For our part, we are publishing the following statement:

The German Coalition to Abolish the Death Penalty has noted with sorrow that two of the 37 US federal prisoners whose death sentences were commuted to life imprisonment by President Joe Biden are refusing this form of pardon.

Shannon Agofsky (53) and Len Davis (60) justify their refusal to accept commutation on the grounds that it would harm their appeals and attempts to prove their innocence – only those who are sentenced to death – they point out – have the right to a more intensive review of their conviction.

The German Coalition to Abolish the Death Penalty, which has actively joined the campaign to persuade President Biden to commute all death sentences at the federal and military level, finds it regrettable that the news of the commutation of the death sentences to life imprisonment was not cause for joy for all 37 individuals concerned.
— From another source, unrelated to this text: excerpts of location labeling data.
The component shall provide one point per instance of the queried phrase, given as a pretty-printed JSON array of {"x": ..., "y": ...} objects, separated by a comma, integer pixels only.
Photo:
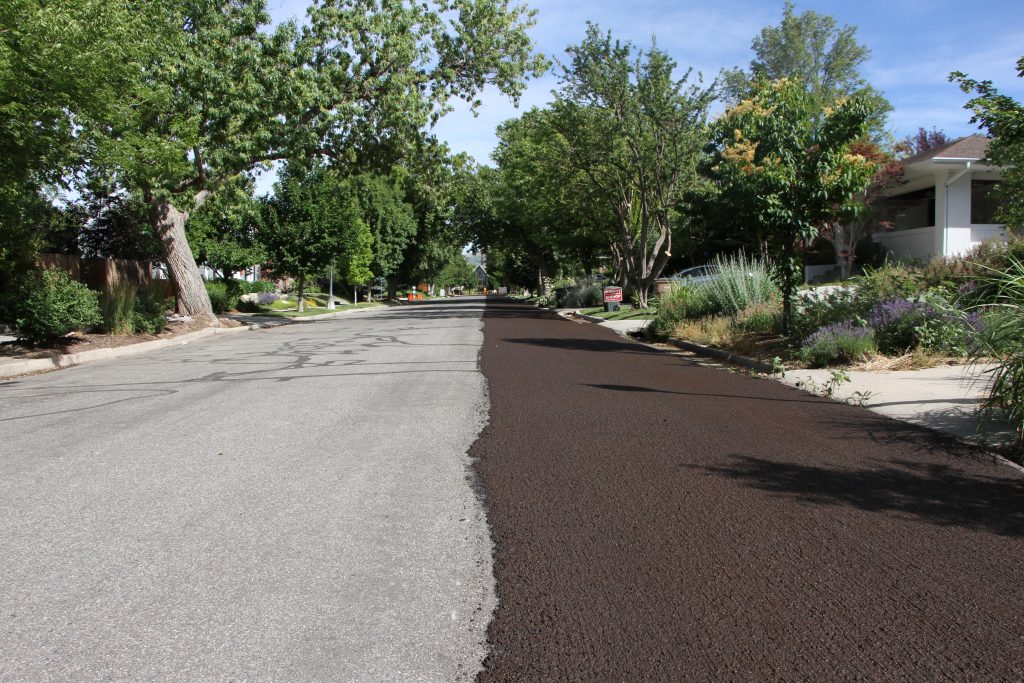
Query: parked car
[{"x": 695, "y": 275}]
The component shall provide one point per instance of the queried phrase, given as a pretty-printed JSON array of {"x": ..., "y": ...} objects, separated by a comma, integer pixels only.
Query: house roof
[{"x": 971, "y": 146}]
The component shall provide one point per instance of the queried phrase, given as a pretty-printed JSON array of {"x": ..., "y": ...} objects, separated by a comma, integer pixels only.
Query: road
[
  {"x": 291, "y": 504},
  {"x": 658, "y": 520}
]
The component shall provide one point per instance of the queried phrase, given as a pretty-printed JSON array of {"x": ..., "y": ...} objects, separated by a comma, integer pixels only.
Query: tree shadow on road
[
  {"x": 629, "y": 388},
  {"x": 934, "y": 493},
  {"x": 582, "y": 344}
]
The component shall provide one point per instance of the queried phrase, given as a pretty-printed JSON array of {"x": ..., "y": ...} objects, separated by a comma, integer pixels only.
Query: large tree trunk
[
  {"x": 302, "y": 293},
  {"x": 193, "y": 299}
]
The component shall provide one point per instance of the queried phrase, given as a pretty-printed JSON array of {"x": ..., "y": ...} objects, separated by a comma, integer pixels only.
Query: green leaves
[
  {"x": 1003, "y": 117},
  {"x": 785, "y": 168}
]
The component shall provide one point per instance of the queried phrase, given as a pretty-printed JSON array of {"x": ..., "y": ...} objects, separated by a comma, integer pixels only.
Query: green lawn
[{"x": 622, "y": 313}]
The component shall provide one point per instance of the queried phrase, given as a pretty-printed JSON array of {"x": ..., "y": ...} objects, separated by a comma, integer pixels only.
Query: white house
[{"x": 945, "y": 207}]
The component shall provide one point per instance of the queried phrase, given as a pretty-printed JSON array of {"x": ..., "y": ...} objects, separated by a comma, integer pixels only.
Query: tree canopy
[
  {"x": 785, "y": 172},
  {"x": 1003, "y": 117},
  {"x": 814, "y": 50}
]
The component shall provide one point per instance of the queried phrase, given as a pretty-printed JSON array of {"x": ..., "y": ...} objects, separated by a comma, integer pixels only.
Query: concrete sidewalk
[{"x": 944, "y": 398}]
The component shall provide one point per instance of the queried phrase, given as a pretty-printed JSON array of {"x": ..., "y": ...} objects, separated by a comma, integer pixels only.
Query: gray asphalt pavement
[{"x": 290, "y": 504}]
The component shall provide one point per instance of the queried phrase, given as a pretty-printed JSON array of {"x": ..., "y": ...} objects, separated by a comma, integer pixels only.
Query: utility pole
[{"x": 330, "y": 295}]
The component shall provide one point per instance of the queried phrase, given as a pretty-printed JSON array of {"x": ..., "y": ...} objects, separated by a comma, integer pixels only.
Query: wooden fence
[{"x": 103, "y": 274}]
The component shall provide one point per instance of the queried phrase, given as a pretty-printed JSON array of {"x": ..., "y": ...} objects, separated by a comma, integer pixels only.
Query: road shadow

We understand the decisions of Mr. Agofsky and Mr. Davis. We do not see this as a fundamental rejection of the campaign to persuade President Biden to commute the federal death sentences, nor as an endorsement of the death penalty itself.

The crucial aspect is rather that it is simply unacceptable for convicted prisoners to have to fear that, as “lifers”, they will have a worse chance in court appeals than prisoners sentenced to death.

We therefore see Mr. Agofsky and Mr. Davis’s position not as an argument in favor of the death penalty, but as a criticism of the American legal system, which has once again demonstrated its lack of justice when prisoners sentenced to death have better chances in appeal proceedings than those sentenced to life – or at least have reason to fear this.